2. Get your toddler to 'help out'
Once the baby has arrived, get your toddler involved in changing and caring for their sibling. That extra pair of hands can be useful to fetch the wipes and pass a clean nappy. This made my little one feel grown up and ensured he wasn’t left out. We bought him a dolly, which meant he had his very own baby to look after and we would change and dress them together. He loved carrying it in a makeshift sling as we went to the shops and would even breastfeed it!
3. Keeping your routine
Try to keep your toddler's routine the same as much as possible, to keep disruption to a minimum. I found that the new baby soon started to follow the same sleep and wake times, which made life so much easier. Although do be prepared to adapt to fit everyone’s needs. As I was breastfeeding, we got into a routine of me putting the baby to bed while my husband did my son's bedtime. One day my boy turned to me and said that I no longer loved him anymore as I just loved the baby. Oh my gosh. It broke my heart! Since then, we introduced a bottle for bedtime, so I could spend some nights doing his bedtime routine, which he loved.
One area that can be hard is keeping the toddler entertained and not feeling left out during the long feed times in those early days. We created a special box of toys, games, puzzles and books, which we only got out at baby's feed times. I was able to read stories to my son with him snuggled into me while the baby fed on the other side.

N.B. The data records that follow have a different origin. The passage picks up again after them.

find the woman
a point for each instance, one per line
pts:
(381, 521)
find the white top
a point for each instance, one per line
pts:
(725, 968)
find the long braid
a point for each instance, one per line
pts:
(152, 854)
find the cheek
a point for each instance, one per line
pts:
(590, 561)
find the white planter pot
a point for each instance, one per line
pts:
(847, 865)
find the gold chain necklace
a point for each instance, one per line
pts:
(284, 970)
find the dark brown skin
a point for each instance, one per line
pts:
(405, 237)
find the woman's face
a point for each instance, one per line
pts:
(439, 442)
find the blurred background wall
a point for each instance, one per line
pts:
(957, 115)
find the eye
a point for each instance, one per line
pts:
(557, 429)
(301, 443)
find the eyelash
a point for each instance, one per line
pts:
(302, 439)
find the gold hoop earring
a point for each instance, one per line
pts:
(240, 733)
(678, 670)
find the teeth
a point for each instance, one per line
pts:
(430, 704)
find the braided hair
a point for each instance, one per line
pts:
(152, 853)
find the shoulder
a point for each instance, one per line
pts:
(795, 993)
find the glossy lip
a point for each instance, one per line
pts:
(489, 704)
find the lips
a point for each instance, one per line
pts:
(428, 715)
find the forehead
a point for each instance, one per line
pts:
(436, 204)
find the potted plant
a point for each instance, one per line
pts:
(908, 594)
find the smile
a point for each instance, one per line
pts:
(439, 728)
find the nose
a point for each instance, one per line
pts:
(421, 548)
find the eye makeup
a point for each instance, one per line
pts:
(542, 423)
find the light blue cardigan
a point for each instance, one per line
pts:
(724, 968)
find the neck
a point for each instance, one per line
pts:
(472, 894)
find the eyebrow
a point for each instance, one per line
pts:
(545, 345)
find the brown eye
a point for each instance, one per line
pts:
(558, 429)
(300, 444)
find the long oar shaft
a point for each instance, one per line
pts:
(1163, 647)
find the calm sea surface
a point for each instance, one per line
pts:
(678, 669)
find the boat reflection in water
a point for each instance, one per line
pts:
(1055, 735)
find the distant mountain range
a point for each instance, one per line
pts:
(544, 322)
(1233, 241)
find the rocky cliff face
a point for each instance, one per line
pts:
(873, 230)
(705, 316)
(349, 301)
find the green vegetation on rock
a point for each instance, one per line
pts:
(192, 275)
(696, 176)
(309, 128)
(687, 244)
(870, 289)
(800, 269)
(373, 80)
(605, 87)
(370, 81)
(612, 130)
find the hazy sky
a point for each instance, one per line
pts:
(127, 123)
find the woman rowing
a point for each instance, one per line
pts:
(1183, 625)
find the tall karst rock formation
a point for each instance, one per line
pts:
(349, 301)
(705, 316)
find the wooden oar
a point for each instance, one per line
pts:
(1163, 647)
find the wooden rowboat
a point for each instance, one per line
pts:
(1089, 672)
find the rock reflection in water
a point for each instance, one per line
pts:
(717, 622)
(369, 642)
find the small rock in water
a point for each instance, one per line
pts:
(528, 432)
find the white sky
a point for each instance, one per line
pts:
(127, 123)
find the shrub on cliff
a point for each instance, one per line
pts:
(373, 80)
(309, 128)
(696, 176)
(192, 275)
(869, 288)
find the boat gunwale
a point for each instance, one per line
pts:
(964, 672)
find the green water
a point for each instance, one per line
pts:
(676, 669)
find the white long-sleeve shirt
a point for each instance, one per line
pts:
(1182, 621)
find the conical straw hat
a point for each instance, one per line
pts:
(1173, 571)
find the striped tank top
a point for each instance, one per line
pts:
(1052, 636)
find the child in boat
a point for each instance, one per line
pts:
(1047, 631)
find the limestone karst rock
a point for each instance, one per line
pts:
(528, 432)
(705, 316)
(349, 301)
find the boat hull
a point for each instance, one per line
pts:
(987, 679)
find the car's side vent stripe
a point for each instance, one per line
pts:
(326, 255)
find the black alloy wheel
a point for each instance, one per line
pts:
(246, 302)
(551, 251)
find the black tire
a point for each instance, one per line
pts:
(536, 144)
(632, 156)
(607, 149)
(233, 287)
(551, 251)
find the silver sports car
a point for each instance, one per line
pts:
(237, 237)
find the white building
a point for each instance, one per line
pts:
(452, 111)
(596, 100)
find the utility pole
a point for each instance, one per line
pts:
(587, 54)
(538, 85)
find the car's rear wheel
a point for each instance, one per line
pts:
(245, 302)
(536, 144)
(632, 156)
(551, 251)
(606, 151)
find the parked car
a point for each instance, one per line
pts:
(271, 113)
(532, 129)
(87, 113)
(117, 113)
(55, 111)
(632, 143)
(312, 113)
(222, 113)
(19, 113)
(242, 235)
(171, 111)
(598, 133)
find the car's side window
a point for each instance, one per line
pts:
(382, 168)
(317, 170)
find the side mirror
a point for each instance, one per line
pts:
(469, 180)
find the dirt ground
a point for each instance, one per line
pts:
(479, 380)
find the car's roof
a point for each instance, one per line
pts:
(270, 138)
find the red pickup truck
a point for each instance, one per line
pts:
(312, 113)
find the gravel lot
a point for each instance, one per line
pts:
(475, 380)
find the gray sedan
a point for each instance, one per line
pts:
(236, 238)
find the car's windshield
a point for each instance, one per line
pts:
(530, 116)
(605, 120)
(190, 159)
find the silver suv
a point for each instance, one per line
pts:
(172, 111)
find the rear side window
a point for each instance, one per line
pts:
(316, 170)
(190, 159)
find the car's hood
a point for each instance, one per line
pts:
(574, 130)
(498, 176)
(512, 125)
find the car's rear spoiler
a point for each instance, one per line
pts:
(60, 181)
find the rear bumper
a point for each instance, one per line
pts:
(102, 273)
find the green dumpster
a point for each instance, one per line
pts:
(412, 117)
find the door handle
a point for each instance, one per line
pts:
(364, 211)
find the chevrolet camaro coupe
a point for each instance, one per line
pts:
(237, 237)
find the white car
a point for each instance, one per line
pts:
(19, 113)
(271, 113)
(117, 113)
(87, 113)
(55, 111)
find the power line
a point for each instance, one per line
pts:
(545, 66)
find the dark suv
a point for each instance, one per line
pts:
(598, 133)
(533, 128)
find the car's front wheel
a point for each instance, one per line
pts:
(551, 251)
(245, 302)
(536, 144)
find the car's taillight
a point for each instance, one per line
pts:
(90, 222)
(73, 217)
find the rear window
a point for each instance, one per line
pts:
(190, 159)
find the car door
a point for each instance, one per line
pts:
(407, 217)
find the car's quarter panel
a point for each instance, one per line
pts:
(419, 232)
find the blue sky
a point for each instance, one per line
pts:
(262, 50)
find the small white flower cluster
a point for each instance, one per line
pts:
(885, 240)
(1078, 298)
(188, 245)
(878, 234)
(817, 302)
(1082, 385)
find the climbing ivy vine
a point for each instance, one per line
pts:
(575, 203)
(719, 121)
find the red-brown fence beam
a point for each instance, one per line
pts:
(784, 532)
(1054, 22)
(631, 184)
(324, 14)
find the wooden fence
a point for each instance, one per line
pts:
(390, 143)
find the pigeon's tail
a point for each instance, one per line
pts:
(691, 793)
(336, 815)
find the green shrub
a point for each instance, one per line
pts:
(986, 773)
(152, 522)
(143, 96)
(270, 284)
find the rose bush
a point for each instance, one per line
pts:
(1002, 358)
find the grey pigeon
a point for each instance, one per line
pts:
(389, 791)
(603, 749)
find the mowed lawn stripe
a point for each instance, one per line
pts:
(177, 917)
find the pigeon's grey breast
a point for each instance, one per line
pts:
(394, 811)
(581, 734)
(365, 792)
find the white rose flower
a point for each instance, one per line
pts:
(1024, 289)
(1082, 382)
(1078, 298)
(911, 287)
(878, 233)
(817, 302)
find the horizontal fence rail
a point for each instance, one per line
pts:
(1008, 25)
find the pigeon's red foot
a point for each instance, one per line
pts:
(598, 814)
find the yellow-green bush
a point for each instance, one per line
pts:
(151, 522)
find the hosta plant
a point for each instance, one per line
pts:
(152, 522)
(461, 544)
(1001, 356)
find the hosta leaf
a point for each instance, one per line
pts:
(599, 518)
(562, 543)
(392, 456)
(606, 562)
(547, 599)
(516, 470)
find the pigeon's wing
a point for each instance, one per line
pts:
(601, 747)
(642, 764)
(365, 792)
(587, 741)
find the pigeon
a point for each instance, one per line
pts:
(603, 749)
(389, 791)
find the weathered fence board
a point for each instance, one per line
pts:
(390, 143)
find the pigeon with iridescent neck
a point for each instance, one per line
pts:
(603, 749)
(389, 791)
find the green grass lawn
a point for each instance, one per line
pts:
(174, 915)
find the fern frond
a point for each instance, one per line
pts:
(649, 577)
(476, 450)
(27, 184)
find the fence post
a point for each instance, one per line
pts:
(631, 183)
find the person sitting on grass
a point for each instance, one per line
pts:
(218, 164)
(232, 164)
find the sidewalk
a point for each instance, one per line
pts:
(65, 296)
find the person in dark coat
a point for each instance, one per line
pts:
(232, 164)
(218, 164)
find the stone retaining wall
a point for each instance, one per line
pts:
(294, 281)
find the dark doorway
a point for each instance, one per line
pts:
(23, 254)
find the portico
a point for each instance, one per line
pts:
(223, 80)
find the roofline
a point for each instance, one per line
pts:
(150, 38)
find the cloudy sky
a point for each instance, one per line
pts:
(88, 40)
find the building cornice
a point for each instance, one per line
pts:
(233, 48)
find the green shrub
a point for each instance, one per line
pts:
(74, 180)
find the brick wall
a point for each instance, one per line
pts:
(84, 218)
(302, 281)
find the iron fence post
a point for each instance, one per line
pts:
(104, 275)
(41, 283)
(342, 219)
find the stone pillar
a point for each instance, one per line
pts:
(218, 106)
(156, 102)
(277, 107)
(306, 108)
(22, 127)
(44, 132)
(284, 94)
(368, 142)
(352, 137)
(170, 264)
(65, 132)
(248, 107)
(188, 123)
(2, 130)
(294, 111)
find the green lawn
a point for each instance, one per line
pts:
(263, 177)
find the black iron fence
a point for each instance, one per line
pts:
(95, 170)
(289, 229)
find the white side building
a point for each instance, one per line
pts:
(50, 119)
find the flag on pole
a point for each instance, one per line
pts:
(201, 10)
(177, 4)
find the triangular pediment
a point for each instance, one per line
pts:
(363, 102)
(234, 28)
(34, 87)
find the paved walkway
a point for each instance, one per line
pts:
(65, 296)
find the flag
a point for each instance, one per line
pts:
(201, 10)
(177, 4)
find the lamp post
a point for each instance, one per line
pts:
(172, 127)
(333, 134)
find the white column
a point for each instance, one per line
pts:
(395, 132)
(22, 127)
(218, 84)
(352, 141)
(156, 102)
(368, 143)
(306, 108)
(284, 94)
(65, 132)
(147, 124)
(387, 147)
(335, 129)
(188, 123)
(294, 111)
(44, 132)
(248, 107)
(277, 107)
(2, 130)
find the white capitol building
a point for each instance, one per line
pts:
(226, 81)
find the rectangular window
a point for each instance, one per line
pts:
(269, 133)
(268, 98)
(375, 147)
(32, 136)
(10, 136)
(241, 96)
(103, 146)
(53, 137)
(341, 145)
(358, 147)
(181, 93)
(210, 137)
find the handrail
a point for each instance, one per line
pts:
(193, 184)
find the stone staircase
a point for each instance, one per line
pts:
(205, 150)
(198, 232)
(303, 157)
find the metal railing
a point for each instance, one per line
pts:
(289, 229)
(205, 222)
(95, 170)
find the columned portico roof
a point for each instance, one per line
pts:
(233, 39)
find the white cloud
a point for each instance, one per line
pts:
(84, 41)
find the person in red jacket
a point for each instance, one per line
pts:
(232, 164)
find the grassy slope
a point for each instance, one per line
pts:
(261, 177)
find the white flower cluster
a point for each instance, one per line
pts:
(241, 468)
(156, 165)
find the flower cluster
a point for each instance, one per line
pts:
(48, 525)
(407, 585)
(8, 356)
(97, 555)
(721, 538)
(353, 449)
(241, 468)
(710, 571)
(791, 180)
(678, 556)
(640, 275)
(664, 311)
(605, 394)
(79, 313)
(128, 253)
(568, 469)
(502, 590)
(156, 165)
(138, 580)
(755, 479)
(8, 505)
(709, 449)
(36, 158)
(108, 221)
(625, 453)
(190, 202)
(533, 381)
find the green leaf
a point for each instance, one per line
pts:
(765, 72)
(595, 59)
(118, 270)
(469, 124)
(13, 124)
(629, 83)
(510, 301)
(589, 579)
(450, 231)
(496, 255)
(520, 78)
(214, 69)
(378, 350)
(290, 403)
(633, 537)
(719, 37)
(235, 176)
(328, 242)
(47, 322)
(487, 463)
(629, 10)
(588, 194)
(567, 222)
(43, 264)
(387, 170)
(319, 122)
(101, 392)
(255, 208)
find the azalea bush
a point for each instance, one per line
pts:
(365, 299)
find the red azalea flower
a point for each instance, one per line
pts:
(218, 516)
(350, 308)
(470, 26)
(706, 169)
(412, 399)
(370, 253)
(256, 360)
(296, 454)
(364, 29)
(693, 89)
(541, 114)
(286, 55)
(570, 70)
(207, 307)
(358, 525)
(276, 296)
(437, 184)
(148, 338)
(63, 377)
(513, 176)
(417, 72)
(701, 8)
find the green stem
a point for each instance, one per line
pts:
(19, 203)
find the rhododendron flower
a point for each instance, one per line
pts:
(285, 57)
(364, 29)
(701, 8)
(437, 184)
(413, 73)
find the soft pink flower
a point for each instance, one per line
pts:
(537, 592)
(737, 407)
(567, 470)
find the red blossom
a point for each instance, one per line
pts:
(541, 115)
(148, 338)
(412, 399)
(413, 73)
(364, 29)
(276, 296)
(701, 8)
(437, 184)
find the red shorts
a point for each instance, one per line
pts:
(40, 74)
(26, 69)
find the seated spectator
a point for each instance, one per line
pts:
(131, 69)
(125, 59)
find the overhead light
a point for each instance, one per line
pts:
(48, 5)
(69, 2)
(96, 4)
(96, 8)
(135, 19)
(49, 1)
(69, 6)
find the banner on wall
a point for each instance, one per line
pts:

4. Accept help where you can
That saying ‘newborns are wasted on a first-time parent’ is so true! There is no chance for snoozes on the sofa and PJ days watching box sets with an energetic toddler around. While I was on maternity leave, we kept him going to nursery for a couple of days a week, which was definitely needed and helped to not only let me have some one-on-one time with the new baby, but also meant he got a day to run around and have fun with his friends, too. If sending them to nursery or a childminder isn’t an option, perhaps ask family members to take your toddler out for the day or even arrange for your partner to work from home once a week.
It is also essential to make time for yourself. I was absolutely craving just being alone for an hour to sit in peace. Having two kids constantly attached to you crying and talking can wear you down. Even just a long bath or walk to the local café so you can sit and drink a hot cuppa while browsing Instagram will recharge you.
5. Encouraging their bond
Watching your toddler cuddle their little sibling for the first time is one of the best feelings in the world. I would encourage you to allow them to play and interact with the baby as much as possible. It can be hard not to jump in if you feel they are getting a bit rough, but you will soon realise that newborns are slightly more robust than you thought!
Spend time together with the baby trying to get them to smile, laugh or clap their hands. My toddler loved making his sister laugh; whenever she gave him a smile I would say, ‘wow look how much she loves you. You are the best big brother ever.’ There is still no one that can get such big belly laughs from her than he can! She is his number one fan, whose little face lights up when he walks in the room. It fills my heart with so much joy and makes all the stresses of motherhood – and having two children – so worth it.